Amy Chozick and Ben Protess for the New York Times:
A shudder went through Wall Street on Friday after the revelation that Bloomberg News reporters had extracted subscribers’ private information through the company’s ubiquitous data terminals to break news.
This is absolutely mind-boggling to me. This particularly struck me (emphasis mine):
Bloomberg said the functions that allowed journalists to monitor subscribers were a mistake and were promptly disabled after Goldman Sachs complained that a Bloomberg reporter had, while inquiring about a partner’s employment status, pointed out that the partner had not logged onto his Bloomberg terminal lately.
Anyone remember company towns that sprang up mostly during the Industrial Revolution? Industry moguls would not just open a large factory in a remote location, but also build housing, stores, and amenities for workers and their families. Employee’s paychecks would go directly back into their employers pockets, since every store with which employees could spend money was owned by the man signing the paychecks.

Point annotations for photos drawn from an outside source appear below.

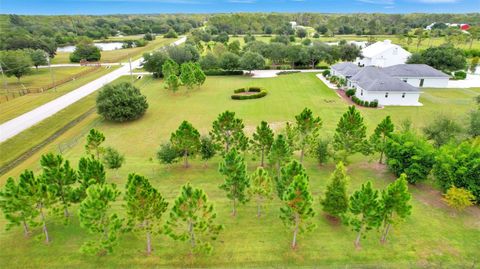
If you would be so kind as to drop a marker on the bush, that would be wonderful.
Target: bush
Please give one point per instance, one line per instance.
(220, 72)
(350, 92)
(121, 102)
(459, 75)
(258, 93)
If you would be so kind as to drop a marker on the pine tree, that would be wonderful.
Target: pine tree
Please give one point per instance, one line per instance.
(37, 189)
(335, 202)
(307, 127)
(90, 172)
(18, 208)
(395, 204)
(298, 207)
(145, 207)
(261, 187)
(280, 153)
(95, 217)
(350, 134)
(227, 131)
(186, 140)
(364, 211)
(379, 138)
(236, 180)
(262, 140)
(193, 210)
(287, 174)
(113, 159)
(94, 139)
(60, 178)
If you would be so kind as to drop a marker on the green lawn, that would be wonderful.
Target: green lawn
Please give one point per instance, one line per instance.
(431, 237)
(25, 103)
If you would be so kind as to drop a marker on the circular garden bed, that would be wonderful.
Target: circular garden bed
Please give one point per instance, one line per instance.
(248, 93)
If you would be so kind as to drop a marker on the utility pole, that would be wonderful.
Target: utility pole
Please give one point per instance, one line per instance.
(51, 73)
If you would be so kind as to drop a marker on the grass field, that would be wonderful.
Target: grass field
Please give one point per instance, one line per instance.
(25, 103)
(431, 237)
(121, 54)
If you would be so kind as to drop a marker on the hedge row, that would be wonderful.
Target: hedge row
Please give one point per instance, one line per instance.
(219, 72)
(258, 93)
(359, 102)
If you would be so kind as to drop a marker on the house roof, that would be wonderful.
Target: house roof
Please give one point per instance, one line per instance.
(347, 69)
(378, 48)
(414, 70)
(372, 78)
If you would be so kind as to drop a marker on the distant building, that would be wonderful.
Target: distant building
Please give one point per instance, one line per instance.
(383, 54)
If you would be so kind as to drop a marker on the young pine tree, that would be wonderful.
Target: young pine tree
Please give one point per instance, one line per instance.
(37, 189)
(227, 131)
(287, 174)
(298, 207)
(18, 208)
(236, 180)
(262, 140)
(145, 207)
(186, 140)
(364, 210)
(307, 127)
(394, 204)
(350, 134)
(94, 140)
(335, 202)
(60, 178)
(95, 217)
(280, 153)
(379, 138)
(261, 187)
(192, 210)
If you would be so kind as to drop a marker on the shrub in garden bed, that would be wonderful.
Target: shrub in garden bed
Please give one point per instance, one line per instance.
(249, 93)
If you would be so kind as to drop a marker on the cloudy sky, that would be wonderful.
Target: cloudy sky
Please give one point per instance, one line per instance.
(215, 6)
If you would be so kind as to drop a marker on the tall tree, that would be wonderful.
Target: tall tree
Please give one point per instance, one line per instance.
(350, 134)
(379, 138)
(307, 127)
(145, 207)
(236, 180)
(95, 217)
(60, 178)
(298, 207)
(364, 211)
(262, 140)
(394, 204)
(186, 140)
(261, 187)
(192, 218)
(280, 153)
(227, 131)
(287, 174)
(18, 208)
(37, 189)
(94, 140)
(335, 202)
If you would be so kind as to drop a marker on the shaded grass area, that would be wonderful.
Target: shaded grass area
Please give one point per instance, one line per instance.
(23, 104)
(431, 237)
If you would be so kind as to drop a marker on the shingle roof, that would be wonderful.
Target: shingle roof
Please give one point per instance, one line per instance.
(375, 79)
(414, 70)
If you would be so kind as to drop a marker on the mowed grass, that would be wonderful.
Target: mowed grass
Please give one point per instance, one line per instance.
(431, 237)
(120, 55)
(25, 103)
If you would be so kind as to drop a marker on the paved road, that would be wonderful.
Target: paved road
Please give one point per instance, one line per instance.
(27, 120)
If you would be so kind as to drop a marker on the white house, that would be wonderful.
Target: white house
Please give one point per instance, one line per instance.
(383, 54)
(372, 83)
(418, 75)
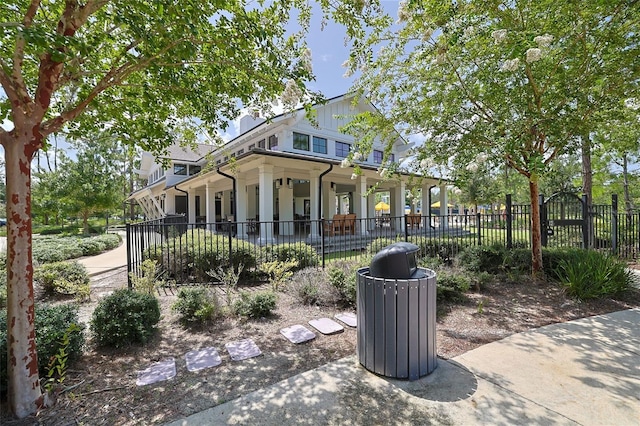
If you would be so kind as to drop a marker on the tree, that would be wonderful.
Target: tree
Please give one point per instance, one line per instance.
(93, 182)
(515, 81)
(145, 71)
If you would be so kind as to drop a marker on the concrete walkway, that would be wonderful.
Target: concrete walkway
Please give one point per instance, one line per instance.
(107, 261)
(583, 372)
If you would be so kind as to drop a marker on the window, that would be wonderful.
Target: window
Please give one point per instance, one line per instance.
(319, 145)
(273, 142)
(300, 141)
(342, 149)
(180, 169)
(377, 156)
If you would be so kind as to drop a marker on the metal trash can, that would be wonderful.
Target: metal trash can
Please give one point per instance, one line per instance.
(396, 305)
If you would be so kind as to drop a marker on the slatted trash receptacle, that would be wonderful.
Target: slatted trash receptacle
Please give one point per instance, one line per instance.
(396, 304)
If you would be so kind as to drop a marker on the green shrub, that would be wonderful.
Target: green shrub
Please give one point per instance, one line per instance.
(125, 317)
(68, 278)
(196, 305)
(197, 252)
(483, 258)
(590, 275)
(451, 286)
(343, 277)
(304, 254)
(51, 323)
(255, 305)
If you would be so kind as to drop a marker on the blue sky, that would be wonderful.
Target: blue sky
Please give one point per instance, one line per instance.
(328, 54)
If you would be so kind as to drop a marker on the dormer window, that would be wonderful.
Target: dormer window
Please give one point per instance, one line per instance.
(179, 169)
(300, 141)
(273, 142)
(342, 149)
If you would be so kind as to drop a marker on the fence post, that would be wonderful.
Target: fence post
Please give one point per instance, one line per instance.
(544, 237)
(585, 223)
(128, 242)
(614, 223)
(509, 223)
(406, 228)
(322, 240)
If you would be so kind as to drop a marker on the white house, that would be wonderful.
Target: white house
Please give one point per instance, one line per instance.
(282, 169)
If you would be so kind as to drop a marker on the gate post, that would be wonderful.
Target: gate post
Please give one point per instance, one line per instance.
(585, 223)
(509, 223)
(128, 241)
(543, 220)
(614, 223)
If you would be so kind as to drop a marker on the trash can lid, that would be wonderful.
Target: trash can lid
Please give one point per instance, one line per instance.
(396, 260)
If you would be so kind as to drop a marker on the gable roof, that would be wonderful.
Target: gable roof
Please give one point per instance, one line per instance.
(186, 153)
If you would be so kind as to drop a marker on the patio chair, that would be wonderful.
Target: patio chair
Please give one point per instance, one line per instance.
(349, 226)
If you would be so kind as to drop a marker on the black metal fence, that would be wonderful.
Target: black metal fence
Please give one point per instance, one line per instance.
(193, 253)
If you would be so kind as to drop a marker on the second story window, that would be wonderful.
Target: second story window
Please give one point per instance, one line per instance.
(180, 169)
(319, 145)
(301, 141)
(273, 142)
(342, 149)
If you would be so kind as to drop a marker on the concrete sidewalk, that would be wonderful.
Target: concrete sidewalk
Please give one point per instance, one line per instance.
(107, 261)
(582, 372)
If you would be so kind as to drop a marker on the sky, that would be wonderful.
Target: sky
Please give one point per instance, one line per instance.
(328, 54)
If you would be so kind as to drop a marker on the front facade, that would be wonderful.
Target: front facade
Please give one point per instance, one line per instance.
(282, 170)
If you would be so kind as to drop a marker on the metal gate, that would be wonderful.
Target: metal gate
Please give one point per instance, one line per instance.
(564, 218)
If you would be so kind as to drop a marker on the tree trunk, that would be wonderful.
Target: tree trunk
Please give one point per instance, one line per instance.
(536, 236)
(587, 181)
(25, 395)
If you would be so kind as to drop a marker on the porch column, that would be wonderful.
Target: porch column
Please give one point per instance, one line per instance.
(241, 205)
(371, 211)
(360, 204)
(426, 207)
(192, 205)
(170, 204)
(265, 180)
(224, 205)
(314, 194)
(210, 200)
(398, 202)
(444, 208)
(285, 209)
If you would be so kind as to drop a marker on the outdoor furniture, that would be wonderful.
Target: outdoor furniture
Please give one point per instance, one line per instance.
(413, 220)
(334, 226)
(349, 224)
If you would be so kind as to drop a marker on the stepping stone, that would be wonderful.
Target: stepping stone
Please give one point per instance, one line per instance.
(203, 358)
(298, 333)
(348, 318)
(158, 372)
(326, 326)
(242, 349)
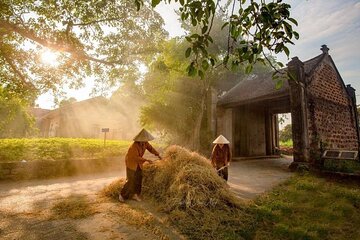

Alternately, it’s also considered good form to provide what’s known as “full disclosure when a person of influence is discussing a topic with which this speaker has a vested interested. If an investor is talking about the innovative features of a new startup, which happens to be part of this investor’s portfolio, a few words of disclosure are nearly demanded. It’s considered unethical to omit said investment.
Bloomberg, a company which provides both news reporting as well as professional services, has an ethical obligation to keep these two areas of business completely separate. Tools which shows user’s login sessions and information may be pertinent for account management, but this feature shouldn’t be something reporters even think about, much less the ability to access.
This is not “a mistake,” this is a complete lack of ethics and breath of privacy and trust. I’m extremely disappointed by Bloomberg.